階段を降りるときにズキッとする、正座から立ち上がる瞬間に膝がひっかかる、朝一番に膝を伸ばそうとすると突っ張るように痛む——同じ「膝の痛み」でも、曲げたときに痛むのか、伸ばしたときに痛むのかによって、実は体の中で起きていることが違うと考えられています。家事や子育て、仕事の合間に膝をかばいながら過ごしている方も多いのではないでしょうか。この記事では、膝を「曲げると痛い」場合と「伸ばすと痛い」場合、それぞれで考えられることと、日常でできるセルフチェックのポイントを、柔道整復師の視点からご紹介します。
膝を曲げると痛い場合に考えられること
深くしゃがみ込む、正座をする、階段を降りるときなど、膝を大きく曲げる動作で痛みが出る場合、膝のお皿(膝蓋骨)の下や膝の裏側にある組織に負担がかかっている可能性があります。膝を曲げると、お皿の裏側と太ももの骨(大腿骨)がこすれ合うような動きが生まれるため、この部分の軟骨や周囲の組織に炎症が起きていると、曲げる動作のたびに痛みとして感じられることがあります。また、膝の内部にある半月板というクッションの役割をする組織に負担が集中しているケースもあると言われています。曲げる動作で痛みが強く出る方は、正座やあぐらを避け、無理に深く曲げないようにすることが大切です。
膝を伸ばすと痛い場合に考えられること
一方、膝をまっすぐ伸ばしきろうとしたときや、朝起きて最初の一歩で突っ張るような痛みを感じる場合は、膝の前側にある腱や、太ももの前の筋肉につながる部分に負担がかかっている可能性が考えられます。膝を伸ばす動作は、太ももの筋肉が強く働くタイミングでもあるため、その筋肉と骨をつなぐ腱に繰り返し負担が加わることで、炎症につながることがあると言われています。
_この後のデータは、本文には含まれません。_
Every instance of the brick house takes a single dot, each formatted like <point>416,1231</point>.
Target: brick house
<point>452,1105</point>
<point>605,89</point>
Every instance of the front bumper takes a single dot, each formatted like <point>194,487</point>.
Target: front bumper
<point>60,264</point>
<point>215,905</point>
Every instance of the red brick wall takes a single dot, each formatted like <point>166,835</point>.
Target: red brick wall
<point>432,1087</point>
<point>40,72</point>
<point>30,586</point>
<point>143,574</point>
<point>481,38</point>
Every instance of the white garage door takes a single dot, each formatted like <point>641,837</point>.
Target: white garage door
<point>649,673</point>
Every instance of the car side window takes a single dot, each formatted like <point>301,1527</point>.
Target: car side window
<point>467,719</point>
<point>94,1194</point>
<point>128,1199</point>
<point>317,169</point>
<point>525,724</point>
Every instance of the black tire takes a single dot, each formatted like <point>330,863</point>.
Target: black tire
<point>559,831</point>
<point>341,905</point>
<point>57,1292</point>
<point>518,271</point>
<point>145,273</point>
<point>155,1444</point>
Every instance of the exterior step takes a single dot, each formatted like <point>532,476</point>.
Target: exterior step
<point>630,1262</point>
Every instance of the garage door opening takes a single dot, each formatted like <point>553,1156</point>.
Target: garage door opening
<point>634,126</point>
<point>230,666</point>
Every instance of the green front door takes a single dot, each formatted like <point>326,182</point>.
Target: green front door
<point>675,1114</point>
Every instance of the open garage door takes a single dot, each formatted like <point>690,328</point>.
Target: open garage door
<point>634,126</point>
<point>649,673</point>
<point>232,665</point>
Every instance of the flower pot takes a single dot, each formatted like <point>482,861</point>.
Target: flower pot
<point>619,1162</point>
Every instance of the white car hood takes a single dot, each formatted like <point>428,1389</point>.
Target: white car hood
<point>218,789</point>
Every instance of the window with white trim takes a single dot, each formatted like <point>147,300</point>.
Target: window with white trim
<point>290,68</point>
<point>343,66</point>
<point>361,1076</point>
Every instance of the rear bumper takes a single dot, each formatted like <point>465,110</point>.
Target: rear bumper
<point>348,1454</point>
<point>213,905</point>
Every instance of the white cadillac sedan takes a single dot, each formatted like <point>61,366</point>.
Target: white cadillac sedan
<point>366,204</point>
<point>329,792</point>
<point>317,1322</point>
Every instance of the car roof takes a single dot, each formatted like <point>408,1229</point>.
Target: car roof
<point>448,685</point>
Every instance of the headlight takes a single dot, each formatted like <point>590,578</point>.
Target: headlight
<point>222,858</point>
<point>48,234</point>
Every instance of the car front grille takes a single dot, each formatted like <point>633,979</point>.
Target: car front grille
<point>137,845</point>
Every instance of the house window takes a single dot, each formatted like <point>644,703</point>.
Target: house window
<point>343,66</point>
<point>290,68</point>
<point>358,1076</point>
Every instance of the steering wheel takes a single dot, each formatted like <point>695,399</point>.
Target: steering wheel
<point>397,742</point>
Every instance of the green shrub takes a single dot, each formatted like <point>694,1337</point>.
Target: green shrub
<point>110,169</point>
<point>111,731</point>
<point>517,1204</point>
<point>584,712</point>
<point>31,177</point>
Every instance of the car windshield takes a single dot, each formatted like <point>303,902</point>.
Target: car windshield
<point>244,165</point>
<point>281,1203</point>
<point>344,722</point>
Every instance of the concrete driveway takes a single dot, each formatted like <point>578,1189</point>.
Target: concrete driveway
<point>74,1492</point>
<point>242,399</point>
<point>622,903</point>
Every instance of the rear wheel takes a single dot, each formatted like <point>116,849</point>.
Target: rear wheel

また、膝の中に水がたまっている(関節に水が溜まる状態)場合も、伸ばしきろうとしたときに突っ張るような痛みや違和感が出やすいとされています。
曲げる・伸ばす、痛みの出方で分かること
このように、痛みが出るタイミングによって負担がかかっている場所が異なると考えられているため、「いつ、どんな動きで、どのあたりが痛むか」を自分の言葉でメモしておくことは、今後の相談の際にとても役立ちます。特に注意していただきたいのが、膝の曲げ伸ばしそのものが以前より制限されている、つまり「可動域が狭くなっている」と感じる場合です。可動域の制限は、関節内部で何らかの変化が起きているサインの一つとされており、放置せずに早めに専門家へ相談することをおすすめします。ただし、痛みの原因を特定する診断や、レントゲン・MRIなどの画像検査、注射や手術の判断は医師(整形外科)の領域となりますので、気になる症状がある場合はまず医療機関での確認をおすすめします。
動作別セルフチェックのポイント
日常の中でできるセルフチェックとして、次のような点を確認してみてください。
- どの角度まで曲げると痛みが出るか(目安がわかると変化に気づきやすくなります)
- 痛みが片側の膝だけか、両膝ともに出るか
- 安静にしていても痛みが続くか、動いたときだけか
- 膝の熱っぽさや腫れぼったさを伴うか
これらは自己診断のためではなく、体の状態を客観的に把握し、専門家に相談する際に伝えやすくするためのものです。無理に動かして痛みを確かめようとするのは避けましょう。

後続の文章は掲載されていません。